Kevin Fehling is an absolute exceptional talent. His subtle and delicate creations bear a unique individual signature that has been steadily perfected over the years. With Prodigy, a retrospective of his work will be released this fall. Thomas Ruhl puts the dishes in the right light in his usual professional manner and equally provides the reader with a private look behind the scenes of the Belle Epoque in Travemünde, which has been awarded three stars.
Fehling’s development is impressive. In just a few years, he cooked his way to the international top. Already in 2008, after only three years in Travemünde, the Guide Michelin awarded first one star, quickly followed by the second and since 2013 Kevin Fehling is Germany’s youngest three-star chef. And the northernmost in the world as well. His craftsmanship is considered perfect and the style of his open-minded and internationally based cuisine is unmistakable. He works out his ideas in an original and flawless way.
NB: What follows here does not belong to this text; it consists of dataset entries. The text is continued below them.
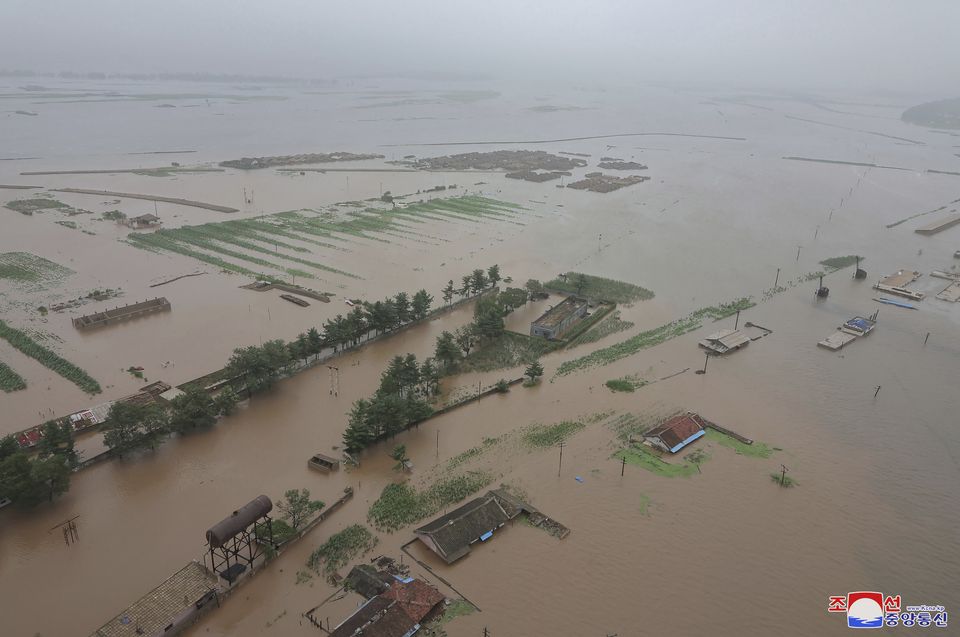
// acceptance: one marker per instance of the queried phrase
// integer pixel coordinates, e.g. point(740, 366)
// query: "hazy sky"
point(907, 45)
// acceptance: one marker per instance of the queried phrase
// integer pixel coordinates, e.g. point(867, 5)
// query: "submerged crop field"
point(49, 359)
point(279, 244)
point(597, 287)
point(23, 267)
point(10, 380)
point(655, 336)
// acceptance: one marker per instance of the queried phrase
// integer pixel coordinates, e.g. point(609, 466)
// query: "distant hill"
point(939, 114)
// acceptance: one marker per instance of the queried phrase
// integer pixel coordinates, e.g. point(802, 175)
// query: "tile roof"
point(677, 429)
point(454, 532)
point(416, 598)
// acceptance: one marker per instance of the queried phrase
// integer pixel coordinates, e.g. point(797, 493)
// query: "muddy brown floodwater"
point(722, 552)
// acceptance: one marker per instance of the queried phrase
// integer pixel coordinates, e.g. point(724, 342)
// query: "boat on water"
point(897, 303)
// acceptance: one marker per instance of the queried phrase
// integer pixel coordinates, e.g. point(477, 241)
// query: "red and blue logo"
point(871, 609)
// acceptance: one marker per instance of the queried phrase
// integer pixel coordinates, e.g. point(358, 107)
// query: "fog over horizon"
point(874, 47)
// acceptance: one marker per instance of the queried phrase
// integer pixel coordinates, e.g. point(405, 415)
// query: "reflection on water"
point(719, 553)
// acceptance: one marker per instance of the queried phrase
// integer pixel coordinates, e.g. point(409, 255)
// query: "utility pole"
point(70, 533)
point(334, 380)
point(704, 370)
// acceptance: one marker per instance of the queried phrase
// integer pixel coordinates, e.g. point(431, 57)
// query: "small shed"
point(367, 581)
point(676, 433)
point(144, 221)
point(858, 326)
point(416, 598)
point(725, 341)
point(558, 319)
point(451, 535)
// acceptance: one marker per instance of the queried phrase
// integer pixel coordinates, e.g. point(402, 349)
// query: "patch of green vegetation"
point(626, 383)
point(282, 531)
point(37, 204)
point(24, 267)
point(628, 425)
point(655, 336)
point(645, 502)
point(277, 236)
point(756, 450)
point(539, 435)
point(340, 548)
point(400, 504)
point(640, 456)
point(600, 288)
point(10, 380)
point(456, 608)
point(49, 359)
point(510, 349)
point(783, 480)
point(838, 263)
point(605, 327)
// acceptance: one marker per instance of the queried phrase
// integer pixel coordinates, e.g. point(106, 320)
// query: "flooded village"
point(472, 357)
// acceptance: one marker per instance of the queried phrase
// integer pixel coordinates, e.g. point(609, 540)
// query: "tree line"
point(487, 324)
point(28, 480)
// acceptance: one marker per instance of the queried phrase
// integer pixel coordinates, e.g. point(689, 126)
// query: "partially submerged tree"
point(131, 426)
point(297, 507)
point(534, 371)
point(194, 409)
point(399, 454)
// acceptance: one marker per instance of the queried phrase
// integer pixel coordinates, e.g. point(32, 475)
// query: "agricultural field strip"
point(10, 380)
point(208, 242)
point(652, 337)
point(49, 359)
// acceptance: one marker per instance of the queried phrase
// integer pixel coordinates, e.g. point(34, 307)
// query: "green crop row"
point(400, 504)
point(340, 548)
point(655, 336)
point(10, 380)
point(49, 359)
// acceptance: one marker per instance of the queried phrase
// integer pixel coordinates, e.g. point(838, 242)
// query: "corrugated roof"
point(361, 616)
point(454, 532)
point(415, 597)
point(729, 338)
point(557, 313)
point(677, 429)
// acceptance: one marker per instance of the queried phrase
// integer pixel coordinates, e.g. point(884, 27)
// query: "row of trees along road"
point(132, 426)
point(400, 401)
point(258, 367)
point(487, 325)
point(28, 479)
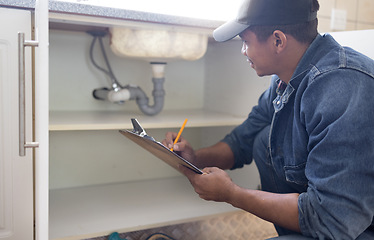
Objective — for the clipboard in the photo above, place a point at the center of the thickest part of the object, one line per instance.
(140, 137)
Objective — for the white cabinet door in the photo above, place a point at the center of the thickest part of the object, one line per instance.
(16, 172)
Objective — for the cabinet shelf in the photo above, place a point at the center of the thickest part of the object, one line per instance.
(102, 120)
(93, 211)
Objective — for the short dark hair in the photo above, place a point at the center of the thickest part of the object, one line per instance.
(302, 32)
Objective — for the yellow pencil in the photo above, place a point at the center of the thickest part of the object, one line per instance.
(180, 133)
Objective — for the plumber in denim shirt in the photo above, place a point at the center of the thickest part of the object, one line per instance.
(311, 134)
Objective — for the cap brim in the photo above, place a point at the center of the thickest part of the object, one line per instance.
(228, 31)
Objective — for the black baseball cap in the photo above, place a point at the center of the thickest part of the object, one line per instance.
(266, 13)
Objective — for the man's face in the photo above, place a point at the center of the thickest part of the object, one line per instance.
(259, 54)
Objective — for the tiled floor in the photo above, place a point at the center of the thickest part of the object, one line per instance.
(235, 226)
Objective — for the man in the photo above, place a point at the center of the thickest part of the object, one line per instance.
(311, 134)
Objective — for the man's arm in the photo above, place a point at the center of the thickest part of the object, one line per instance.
(216, 185)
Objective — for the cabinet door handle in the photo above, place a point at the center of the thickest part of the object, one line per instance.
(21, 78)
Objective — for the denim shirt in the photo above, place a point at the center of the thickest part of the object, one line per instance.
(321, 138)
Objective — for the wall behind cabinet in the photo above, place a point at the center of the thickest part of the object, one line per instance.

Prodigy presents itself far less as a practical cookbook than as a documentation of Kevin Fehling’s current development and, based on 65 dishes from the last 18 months, allows an exciting look at the philosophy and complexity of modern (three-)star cuisine.
I am pleased to find detailed descriptions of some of the Belle Epoque classics I encountered during my last visit to the area. A complex, challenging culinary experience that not only encourages enjoyment, but also discussion and, in some cases, the decoding of the thoughts behind it. Thankfully, the book helps with precisely this decoding, provides instructions and tells one or two little anecdotes.
You can tell from the layout that part of the briefing was to translate Fehling’s modernity and avant-garde into the book. It’s well-intentioned, unfortunately not really well done. The typography, in particular, seems to be trying hard without being easy to read, the central axis sentence is difficult to follow, and the headlines seem more flawed than skillful due to the extremely different spationing. At the same time, it is also a beautiful metaphor that shows that striving for avant-garde is only possible if you master the craft perfectly.
That’s just a touch of criticism, though, because I’m not concerned with the typography and layout of this work, much more with the content. And they’re on point. In addition, the many excellent, deliberately reduced staged photos by Thomas Ruhl compensate.